I offer him my back to hide my face, not wanting him to see the worry that’s bound to be written within my infamously uncensored expression. “Not even your worst criminal would be running around in this,” I manage while taking my sweet time turning the lock on the door handle.
A knife. He has a knife. And it’s no butter knife but a large, wickedly sharp-looking one.
“You live here?”
I flinch. His tone is sharp.
“You’re Kylie’s sister.”
It’s not a question but a statement. Monotone in nature. Giving nothing away.

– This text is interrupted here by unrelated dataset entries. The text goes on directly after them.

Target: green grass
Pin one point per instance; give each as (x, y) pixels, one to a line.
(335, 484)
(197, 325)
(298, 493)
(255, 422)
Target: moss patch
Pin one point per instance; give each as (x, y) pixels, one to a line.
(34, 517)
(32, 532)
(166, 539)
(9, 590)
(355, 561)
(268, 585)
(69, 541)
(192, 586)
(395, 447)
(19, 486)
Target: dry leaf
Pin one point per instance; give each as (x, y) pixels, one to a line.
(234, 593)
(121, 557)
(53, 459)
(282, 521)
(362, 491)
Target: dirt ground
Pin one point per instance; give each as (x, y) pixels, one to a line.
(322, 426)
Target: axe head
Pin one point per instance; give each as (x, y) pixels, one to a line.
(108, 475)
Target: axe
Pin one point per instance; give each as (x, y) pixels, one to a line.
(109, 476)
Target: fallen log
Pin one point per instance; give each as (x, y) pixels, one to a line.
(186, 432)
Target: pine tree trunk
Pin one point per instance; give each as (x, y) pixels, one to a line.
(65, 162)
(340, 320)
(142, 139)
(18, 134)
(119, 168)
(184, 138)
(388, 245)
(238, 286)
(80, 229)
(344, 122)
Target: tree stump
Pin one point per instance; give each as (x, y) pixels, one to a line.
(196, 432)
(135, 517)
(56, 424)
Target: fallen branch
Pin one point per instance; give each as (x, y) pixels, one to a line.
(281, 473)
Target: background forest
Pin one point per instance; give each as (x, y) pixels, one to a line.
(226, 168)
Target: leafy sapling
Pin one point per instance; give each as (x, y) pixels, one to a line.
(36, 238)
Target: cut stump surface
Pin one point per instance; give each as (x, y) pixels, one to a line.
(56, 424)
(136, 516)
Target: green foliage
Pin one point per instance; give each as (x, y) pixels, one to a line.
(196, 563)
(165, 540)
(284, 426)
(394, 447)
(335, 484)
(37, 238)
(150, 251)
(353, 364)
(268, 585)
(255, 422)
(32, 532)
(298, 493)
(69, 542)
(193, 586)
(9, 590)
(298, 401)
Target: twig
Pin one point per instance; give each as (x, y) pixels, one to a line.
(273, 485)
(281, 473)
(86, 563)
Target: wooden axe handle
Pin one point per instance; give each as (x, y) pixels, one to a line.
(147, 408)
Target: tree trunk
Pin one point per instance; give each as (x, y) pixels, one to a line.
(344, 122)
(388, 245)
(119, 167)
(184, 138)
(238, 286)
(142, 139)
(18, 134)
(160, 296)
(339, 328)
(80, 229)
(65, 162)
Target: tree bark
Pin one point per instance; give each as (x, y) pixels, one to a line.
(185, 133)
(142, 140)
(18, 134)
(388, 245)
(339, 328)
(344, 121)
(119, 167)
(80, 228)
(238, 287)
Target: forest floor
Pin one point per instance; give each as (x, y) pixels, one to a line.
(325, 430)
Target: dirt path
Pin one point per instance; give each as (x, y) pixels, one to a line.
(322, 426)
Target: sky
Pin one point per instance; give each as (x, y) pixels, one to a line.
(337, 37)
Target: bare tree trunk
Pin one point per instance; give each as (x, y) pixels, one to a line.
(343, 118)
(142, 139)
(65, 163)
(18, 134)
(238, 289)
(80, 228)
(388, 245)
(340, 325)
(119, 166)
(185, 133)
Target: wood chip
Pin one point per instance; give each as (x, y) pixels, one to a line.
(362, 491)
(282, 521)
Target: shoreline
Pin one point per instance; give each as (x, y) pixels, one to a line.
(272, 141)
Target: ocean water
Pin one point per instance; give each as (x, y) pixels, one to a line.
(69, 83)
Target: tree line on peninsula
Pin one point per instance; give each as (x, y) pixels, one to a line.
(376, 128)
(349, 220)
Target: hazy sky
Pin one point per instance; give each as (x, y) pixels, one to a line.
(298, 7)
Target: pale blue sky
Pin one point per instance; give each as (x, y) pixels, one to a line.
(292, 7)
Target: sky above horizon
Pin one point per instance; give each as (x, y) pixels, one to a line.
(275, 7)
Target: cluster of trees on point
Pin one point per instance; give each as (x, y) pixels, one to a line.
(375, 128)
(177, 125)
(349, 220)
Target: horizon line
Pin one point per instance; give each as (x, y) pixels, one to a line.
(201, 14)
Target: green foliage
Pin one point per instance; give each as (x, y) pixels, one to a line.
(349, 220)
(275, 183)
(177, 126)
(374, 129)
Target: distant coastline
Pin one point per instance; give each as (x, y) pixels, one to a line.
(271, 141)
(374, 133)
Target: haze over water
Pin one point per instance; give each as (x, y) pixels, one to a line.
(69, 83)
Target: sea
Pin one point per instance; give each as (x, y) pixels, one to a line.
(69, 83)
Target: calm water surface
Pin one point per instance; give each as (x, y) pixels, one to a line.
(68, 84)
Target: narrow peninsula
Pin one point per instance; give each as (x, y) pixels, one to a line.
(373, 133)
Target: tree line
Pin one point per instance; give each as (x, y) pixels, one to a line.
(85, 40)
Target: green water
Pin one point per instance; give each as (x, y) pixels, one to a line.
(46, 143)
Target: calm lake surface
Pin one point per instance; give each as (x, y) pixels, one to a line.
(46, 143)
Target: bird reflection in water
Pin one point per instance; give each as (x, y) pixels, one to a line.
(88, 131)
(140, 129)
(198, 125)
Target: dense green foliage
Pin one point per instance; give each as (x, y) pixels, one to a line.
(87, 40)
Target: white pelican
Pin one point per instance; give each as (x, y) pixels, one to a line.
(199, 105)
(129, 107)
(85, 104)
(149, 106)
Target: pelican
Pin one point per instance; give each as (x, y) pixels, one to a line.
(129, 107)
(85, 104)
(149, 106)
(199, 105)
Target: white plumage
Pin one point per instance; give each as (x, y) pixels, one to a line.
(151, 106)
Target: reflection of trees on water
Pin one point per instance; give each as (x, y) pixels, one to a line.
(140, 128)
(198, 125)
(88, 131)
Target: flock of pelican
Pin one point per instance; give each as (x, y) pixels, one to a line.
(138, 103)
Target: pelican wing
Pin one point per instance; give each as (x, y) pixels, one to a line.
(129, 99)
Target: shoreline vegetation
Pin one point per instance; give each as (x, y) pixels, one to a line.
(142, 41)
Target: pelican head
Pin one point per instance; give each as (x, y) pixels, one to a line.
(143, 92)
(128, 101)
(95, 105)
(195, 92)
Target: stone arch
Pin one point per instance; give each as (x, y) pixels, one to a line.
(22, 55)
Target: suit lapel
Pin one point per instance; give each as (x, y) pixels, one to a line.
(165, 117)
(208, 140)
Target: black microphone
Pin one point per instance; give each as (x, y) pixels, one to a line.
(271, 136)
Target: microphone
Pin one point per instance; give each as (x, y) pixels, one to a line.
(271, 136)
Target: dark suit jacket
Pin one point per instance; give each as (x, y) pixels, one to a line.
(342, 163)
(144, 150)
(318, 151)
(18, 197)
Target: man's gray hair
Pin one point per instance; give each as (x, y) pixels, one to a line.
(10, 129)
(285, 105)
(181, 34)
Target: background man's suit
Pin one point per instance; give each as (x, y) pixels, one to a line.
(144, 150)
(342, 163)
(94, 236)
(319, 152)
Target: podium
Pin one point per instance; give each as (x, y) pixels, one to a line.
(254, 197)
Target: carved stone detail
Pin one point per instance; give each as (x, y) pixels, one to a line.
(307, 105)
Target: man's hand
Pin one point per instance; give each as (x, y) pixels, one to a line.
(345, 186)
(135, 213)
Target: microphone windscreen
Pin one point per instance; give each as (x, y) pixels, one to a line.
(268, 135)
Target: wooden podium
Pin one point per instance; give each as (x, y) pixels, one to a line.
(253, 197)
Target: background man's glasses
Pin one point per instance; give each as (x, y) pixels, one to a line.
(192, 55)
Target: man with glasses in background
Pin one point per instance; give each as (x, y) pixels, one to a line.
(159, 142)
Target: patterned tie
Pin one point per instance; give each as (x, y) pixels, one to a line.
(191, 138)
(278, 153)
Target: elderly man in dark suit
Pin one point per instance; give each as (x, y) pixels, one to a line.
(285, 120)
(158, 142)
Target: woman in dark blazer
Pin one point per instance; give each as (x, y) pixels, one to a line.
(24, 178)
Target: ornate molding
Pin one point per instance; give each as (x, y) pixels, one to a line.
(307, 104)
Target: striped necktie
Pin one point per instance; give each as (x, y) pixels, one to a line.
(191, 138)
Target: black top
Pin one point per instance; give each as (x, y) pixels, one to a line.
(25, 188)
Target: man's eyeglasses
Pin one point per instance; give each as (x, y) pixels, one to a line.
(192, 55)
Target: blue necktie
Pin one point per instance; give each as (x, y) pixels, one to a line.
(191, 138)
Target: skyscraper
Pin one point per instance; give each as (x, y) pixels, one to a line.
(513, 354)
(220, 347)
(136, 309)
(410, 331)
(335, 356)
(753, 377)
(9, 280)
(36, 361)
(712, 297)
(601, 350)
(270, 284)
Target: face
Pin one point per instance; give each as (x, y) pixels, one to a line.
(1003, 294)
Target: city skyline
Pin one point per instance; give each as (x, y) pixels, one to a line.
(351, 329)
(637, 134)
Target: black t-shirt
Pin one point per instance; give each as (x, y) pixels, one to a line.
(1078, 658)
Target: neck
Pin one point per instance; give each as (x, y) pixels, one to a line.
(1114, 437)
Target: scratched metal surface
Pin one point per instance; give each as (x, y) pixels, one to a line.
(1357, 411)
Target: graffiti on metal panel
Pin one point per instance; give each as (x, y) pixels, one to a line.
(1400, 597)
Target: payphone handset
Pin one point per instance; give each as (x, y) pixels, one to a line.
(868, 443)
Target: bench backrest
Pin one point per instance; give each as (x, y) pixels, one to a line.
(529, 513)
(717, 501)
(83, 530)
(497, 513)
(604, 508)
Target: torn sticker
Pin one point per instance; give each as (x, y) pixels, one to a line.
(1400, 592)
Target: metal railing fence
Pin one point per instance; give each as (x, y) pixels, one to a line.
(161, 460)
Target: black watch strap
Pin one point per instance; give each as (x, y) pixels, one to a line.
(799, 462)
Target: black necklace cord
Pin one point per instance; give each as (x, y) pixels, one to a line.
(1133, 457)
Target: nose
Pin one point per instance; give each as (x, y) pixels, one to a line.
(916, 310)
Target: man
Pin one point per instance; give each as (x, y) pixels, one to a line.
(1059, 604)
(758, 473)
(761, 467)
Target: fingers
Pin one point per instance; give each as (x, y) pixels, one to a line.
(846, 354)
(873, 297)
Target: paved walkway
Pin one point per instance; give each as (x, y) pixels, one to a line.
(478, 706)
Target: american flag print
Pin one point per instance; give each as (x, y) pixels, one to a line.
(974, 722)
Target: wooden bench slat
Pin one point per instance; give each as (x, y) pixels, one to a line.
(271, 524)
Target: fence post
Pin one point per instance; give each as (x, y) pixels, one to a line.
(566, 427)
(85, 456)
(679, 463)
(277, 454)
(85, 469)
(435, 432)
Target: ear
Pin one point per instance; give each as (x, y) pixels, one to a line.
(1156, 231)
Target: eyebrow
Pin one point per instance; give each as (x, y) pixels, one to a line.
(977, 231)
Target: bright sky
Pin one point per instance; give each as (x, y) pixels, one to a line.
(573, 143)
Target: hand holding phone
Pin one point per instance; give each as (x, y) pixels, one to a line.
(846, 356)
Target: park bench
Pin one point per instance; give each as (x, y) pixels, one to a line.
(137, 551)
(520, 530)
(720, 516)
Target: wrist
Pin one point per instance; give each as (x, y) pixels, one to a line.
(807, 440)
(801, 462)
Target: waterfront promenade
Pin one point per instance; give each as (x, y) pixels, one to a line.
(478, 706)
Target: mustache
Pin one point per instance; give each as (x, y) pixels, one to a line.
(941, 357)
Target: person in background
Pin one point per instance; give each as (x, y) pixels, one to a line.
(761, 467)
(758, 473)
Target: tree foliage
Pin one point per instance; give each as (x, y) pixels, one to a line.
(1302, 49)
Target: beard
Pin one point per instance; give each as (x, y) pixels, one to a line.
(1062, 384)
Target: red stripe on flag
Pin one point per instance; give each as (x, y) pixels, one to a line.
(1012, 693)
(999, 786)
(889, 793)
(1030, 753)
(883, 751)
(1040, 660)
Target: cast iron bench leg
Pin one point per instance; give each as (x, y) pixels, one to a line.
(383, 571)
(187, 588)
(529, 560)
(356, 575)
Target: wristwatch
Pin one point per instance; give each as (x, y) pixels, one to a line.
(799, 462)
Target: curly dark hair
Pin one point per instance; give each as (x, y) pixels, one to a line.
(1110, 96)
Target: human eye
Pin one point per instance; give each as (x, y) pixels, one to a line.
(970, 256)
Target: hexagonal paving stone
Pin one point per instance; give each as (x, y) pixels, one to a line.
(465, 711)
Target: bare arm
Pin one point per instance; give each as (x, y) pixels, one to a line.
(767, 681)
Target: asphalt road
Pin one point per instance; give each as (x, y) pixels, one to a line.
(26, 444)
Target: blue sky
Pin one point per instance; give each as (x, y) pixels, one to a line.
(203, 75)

Curious, I turn to face him.
“How do you know Kylie?”
He doesn’t answer. His eyes rake over me, from head to toe. From my red-toned peasant blouse, to my cutoff jeans, to the flip-flops on my feet. Without expression. Without the same sexually charged enthusiasm that I’d shown him seconds ago.
So cold. Stone cold.
Suddenly I’m even more unsure of him. Unease settles in as he looks me over. Once. Twice. Until his brisk examination ends and his gaze shifts to the cupcakes stacked neatly in the Tupperware on the countertop.
Escape. “They’re not finished yet. I still have to add the icing. But go ahead and help yourself. I’ll be right back with a towel.”
“Goddamn it,” his cuss follows me out of the room, causing me to lengthen my stride.
What have I done, inviting him in out of the rain?